Si besoin, Pascal Pélissou prévoit de semer en direct au mois d'août des légumineuses dans le couvert naturel pour l'étoffer. « Mon objectif avec cet itinéraire est de privilégier l'épamprage mécanique et d'éviter autant que possible le désherbage et le travail du sol, tout en gardant des résultats acceptables sur la plan économique. »

 

Vignes en bio : enherbement naturel sur tous les inter-rangs.

Enherbement total
P. Pélissou
Dans les vignes en conduite biologiques, c'est l'enherbement naturel qui est plébiscité. « Je suis encore en train d'apprendre, et mon objectif pour ces vignes est de laisser faire au maximum la nature
Pour contrôler les adventices, le viticulteur procède à un travail du sol sous le rang avec un outil intercep qui est passé tous les mois à compter de mars, et ce jusqu'en septembre.
 
Pistes de réflexion

Semoir direct
C. Milou/Solagro
Avec l'investissement dans un semoir direct Aurensan dans le cadre d'un GIEE, Pascal Pélissou espère pouvoir semer ses couverts dès le mois d'août, avant les vendanges. « Semer le couvert plus tôt permettra de limiter les risques de levées d'adventices. Car lorsque l'on attend après les vendanges pour semer les sols ont tendance à se ressalir, ce qui nécessiterait un travail du sol ou un désherbage chimique… Le nouveau semoir Aurensan, nous permettra de semer plus tôt le couvert pour qu'il concurrence rapidement les adventices. »
Il a également prévu d'adapter son mélange d'espèces avec des plantes qui produisent un maximum de biomasse au printemps, et qui ne gèlent pas en hiver. « Je vais opter pour des espèces qui se sème tôt, comme le seigle, le trèfle incarnat, les crucifères, la vesce, qui ne risquent pas de geler en hiver, qui produisent une biomasse importante à partir de mars et fleurissent en avril mai. L'objectif est de pouvoir rouler un couvert épais qui forme un bon tapis jusqu'à l'automne. »

 

Intérêts du point de vue de l'agriculteur

 

Economiques

Agronomiques

Environnementaux

  • Gain de temps
  • Moins d'herbicides
  • Moins d'azote
  • Le paillage évite la germination d'adventices et limite l'évapotranspiration
  • Meilleure structure du sol
  • Amélioration de la fertilité du sol
  • Fixation d'azote grâce aux légumineuses
  • Diminution des herbicides et des engrais minéraux
  • Pas de sol nus en hiver (limite la fuite de nitrates)

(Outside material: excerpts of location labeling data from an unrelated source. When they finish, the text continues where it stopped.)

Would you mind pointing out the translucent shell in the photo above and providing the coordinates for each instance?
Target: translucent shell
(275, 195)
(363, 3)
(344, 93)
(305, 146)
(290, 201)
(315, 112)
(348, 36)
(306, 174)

Social : Diminution du temps de travail :

Mes recommandations

« Il ne faut pas hésiter à regarder ce qui se passe ailleurs et à adapter des techniques d'une culture à l'autre par analogie. Les échanges d'expériences se montrent utiles pour prendre du recul, tout comme les formations. Même en cas d'échec, il faut persévérer deux à trois ans de suite pour réellement tester une pratique qui semble intéressante. 

Enfin, l'objectif est de ne pas régresser sur le plan du temps de travail ou de sa pénibilité : les solutions trouvées ne doivent pas être plus contraignantes. »

Autres pratiques

  • Confusion sexuelle en bio ;
  • 5 ha de jeunes vignes en taille rase (cordons libres) ;
  • Gestion des fonds de cuve avec un Phytobac ;
  • En grandes cultures :
    • Colzas associés testés pour les prochains semis (association avec un mélange commercial de lentilles, sarrasin, trèfle annuel… et renforcé en tournesol ;
    • Mélanges féverole-pois.

 

Mes sources

  • Formations avec Frédéric Thomas (grandes cultures)
  • DVD de Stéphane Aissaoui
  • Revues spécialisées : TCS, Réussir Vigne
  • Chambre d'agriculture du Tarn
  • Vinovalie
  • IFV Sud Ouest
  • Echanges au sein du groupe Ecophyto-Déphy
  • GIEE (groupement d'intérêt économique et environnemental) « Couverts végétaux innovants en viticulture pour l'amélioration de la fertilité du sol afin de concilier réduction des intrants et durabilité de la production » : constitué par une vingtaine de viticulteurs, porté par la Maison des vins en partenariat avec l'IFV Sud-ouest et le Chambre d'agriculture du Tarn.